Table 2 Final result showing the return period discharge values expected through four distribution methods
Fig. 4
figure 4

Bar graph showing the comparison of outcome of four distribution for Haridwar data

Fig. 5
figure 5

Bar graph showing the comparison of outcome of four distribution for Garhmukteshwar data

Table 3 Goodness of fit test for Haridwar data
Table 4 Goodness of fit test for Garhmukteshwar data

The critical value at α = 0.05, i.e. 95 % confidence level for all three test is shown in the table (Table 3, 4). This value decides which distribution is to be rejected from the study. We see that all the distributions are accepted with no rejection statistically. The other fact that is brought out is the significance of the distribution. Ranking is given on the difference between statistic value and the critical value. Lognormal (3P) is given ranking 1 in case of Haridwar data and Gumbel is given ranking 1 in case of Garhmukteshwar data.
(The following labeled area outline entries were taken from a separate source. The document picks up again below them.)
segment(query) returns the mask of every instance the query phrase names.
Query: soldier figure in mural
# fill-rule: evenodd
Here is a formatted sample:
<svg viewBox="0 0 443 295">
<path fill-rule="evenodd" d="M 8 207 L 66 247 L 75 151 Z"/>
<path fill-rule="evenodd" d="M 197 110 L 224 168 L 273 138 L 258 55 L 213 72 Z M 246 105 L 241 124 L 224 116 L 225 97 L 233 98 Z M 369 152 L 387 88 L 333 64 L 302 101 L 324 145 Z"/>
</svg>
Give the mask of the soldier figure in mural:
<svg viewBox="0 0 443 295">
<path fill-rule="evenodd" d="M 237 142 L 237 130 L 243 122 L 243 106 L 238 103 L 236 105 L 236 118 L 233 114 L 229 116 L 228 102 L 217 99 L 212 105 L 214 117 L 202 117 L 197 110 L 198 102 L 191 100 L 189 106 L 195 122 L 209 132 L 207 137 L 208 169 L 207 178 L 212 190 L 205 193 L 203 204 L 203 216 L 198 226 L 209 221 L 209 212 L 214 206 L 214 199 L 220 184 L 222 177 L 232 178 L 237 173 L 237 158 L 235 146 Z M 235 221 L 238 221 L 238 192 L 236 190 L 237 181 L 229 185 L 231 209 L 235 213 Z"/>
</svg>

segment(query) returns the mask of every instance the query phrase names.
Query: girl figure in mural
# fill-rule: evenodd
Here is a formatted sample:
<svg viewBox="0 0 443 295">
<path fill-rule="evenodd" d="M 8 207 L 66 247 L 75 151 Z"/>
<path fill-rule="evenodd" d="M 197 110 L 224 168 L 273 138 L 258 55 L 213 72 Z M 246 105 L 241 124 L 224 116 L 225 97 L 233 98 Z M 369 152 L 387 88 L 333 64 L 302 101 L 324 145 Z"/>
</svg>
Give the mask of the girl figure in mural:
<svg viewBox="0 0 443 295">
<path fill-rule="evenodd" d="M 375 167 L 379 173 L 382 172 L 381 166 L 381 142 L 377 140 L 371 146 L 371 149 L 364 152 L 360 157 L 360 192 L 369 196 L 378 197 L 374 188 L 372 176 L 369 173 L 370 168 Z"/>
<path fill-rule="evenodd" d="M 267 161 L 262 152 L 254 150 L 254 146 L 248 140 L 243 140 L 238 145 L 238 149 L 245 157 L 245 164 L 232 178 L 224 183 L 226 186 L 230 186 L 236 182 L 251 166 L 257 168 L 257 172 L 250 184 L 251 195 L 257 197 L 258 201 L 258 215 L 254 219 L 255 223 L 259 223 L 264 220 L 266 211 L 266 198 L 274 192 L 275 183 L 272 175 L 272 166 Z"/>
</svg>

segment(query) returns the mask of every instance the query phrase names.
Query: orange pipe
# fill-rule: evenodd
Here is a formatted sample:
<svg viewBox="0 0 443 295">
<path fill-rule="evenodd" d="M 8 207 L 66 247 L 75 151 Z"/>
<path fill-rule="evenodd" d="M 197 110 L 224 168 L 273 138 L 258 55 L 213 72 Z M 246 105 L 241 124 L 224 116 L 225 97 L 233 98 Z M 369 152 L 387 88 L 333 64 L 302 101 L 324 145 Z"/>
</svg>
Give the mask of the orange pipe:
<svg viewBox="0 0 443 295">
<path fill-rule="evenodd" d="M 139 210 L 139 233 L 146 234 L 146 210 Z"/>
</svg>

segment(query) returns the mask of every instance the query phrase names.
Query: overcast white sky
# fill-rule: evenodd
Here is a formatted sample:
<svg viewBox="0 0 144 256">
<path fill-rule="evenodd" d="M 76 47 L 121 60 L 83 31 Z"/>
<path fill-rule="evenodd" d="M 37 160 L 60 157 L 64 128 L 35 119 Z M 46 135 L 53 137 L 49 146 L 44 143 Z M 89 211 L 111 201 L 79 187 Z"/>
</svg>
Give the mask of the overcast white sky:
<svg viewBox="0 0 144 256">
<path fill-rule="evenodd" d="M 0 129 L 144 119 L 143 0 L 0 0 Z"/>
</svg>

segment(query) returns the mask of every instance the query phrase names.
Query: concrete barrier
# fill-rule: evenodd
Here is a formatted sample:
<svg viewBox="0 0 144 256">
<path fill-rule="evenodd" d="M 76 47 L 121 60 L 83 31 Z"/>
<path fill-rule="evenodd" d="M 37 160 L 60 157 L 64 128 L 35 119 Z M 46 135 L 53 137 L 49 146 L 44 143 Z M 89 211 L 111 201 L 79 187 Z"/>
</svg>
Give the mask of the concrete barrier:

The sample size in terms of number of years is high for Haridwar i.e. 87 (1885–1971) and low for Garhmukteshwar, i.e. 42 (1971–2013). The present study is corroborated by the previous similar studies on latest data done by Kumar et al. (2003) where GEV (L moments method) was found to be robust for Middle Ganga subzone (1f) and Singo et al., where Gumbel distribution and Log Pearson 3 gave good results for steep Luvuhu river catchment. Haridwar is analogous to Luvuhu as it lies in foothills and Garhmukteshwar is very close to Middle Ganga subzone (1f).

So we can conclude that Gumbel is good for low sample size and Lognormal (3P) gives good result for large sample size (Table 4). Log Pearson III is placed at poor ranking in Garhmukteshwar data which supports the fact that Log Pearson III is not good for small sample size, and Gumbel is better than this. Now, the question arises, why discharge is less at Garhmukteshwar, though it is downstream of Haridwar and theoretically the discharge increases downstream. The answer can be easily given from the fact that there is significant withdrawal of river water via canal at Bijnor barrage which lies in between Haridwar and Garhmukteshwar. Bijnor barrage is also known as Madhya Ganga canal project which started in 1976. Also there are no perennial tributaries which come and join in between. So, naturally the discharge level goes down at Garhmukteshwar, which has discharge data after 1970. This underlines the methodological limitations of statistical distributions which primarily rely on the fact that the flow in a river is not altered through unnatural ways and the data availability is continuous and of long duration at every station along the river. Ironically, such conditions are hard to find for any river and field data availability is also scarce for such rivers due to the legal and technical issues involved.

Conclusion

The present study has been done on the data available for Upper Ganga region, and is important because of dearth of data availability, for the Ganga River. The floodplain of Ganga River is facing danger of encroachment by illegal construction. The future scope of the present work is that the values of return period flood can be used to construct the flood hazard zones and define the river space. This river space is to be preserved for the sake of ecology, riparian vegetation and nutrient recycling during floods. It signifies the horizontal connectivity in a fluvial system.

The statistical approaches have been used widely to fit the data and predict the values for return period by many authors. The study has shown that the recent technique of GEV distribution that uses L-Moments does not fits well with the discharge data of Ganga in Haridwar for long term data but Log normal (3P) fits and prove more reliable for flood frequency analysis. Goodness of fit tests validated that Gumbel EV1 distribution stand high in ranking for short term data of Garhmukteshwar at 145 km downstream. The comparison of return period discharge further proves that Log normal (3P) gives more practical result if we have more historical data, with values neither overshooting nor undershooting.